Subito apre la sua boccuccia in un tentativo di sembrare minacciosa. Le è caduto un dentino, quindi sembra un cucciolo che gioca a fare l'adulto.
"Oh sì, hai ragione: molto minacciosa."
"Ecco."
Ora è tutta soddisfatta e torna a occuparsi del disegno. Guardo Ben accennando un sorriso di scuse, ma lui è comunque molto contento.
"Abbiamo un invito." Mi dice, con la voce acuta delle grandi ed emozionanti notizie.
"Un invito?"
"The Musician. Abbiamo un invito per la serata speciale del cuore. Stephanie me l'ha fatto avere l'altro ieri. Ha invitato me, te e la sua coinquilina stramba."
"Rory." Mi ricordo io, mentre alla mente mi balza l'immagine di una testa semirapata, capelli di un improbabile azzurro cielo, una valanga di piercing e un paio di labbra viola.
"Rory. Esatto. Proprio lei."
"Quando?"
"Venerdì prossimo."
"Oh. Davvero molto presto."
"Tranquillo, guido io. Ma capisci? Non ci possiamo mica perdere questa occasione."
"Papaaaaà." Si lamenta subito Stella. "Vengo anche io."
"Beh, ovviamente." Chiarisce lui, sorridendo. "Ovviamente Stephanie ha invitato anche Stella."
"Nessun problema. Anzi! Ci divertiremo, vero, Stellie?"
"Batterò le mani per Steph e se qualcuno dirà buuu gli tirerò un pugno!" Mi risponde lei, chiudendo le manine e mostrandomi quanto forte sarà quel suo cazzotto.
"Stella! Basta parlare così!"
"Ma io lo faccio per Steph! Steph è la più brava dell'universo."
"Quindi dici che io sono meno bravo?" Le domando, facendo finta di essere offeso. Lei mi guarda, come se stesse valutando l'importanza della domanda, poi annuisce solenne e risponde: "Tu sei il secondo più bravo dell'universo."
"Sei una ruffiana." Le dice Ben, aggiustandole un codino sbilenco. "Quanto ti canto le canzoncine prima di andare a dormire lo dici a me che sono il più bravo dell'universo."
"Come papà." Mette in chiaro lei, più veloce della luce. Rido, stupito ancora una volta dalla mente sveglia della piccolina. Assomiglia davvero tanto a Stephanie in alcune cose. Sempre meglio lei che Soleil.
"Allora." Mi domanda Ben. "Pensi che come notizia possa migliorare la tua giornataccia?"
"Sicuramente. Grazie."
"Figurati.
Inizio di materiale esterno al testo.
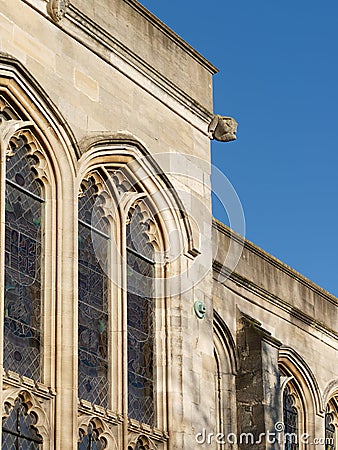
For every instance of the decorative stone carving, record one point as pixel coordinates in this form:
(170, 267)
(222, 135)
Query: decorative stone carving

E ora vedi di rendere allegri i miei clienti, vorrei proprio che facessero tutti un bel doppio giro di birra, ho bisogno di soldi."
"Per far cosa?"
"Comprare svariati metri di tessuto per fare un bello striscione a Steph, ovviamente."
"Lo faccio io!" Si intromette subito Stella.
Rido: questa è la famiglia Kelly. Vivace come il più vivace dei temporali estivi irlandesi. Una doccia fredda era proprio quello che mi serviva per distogliermi dai miei pensieri.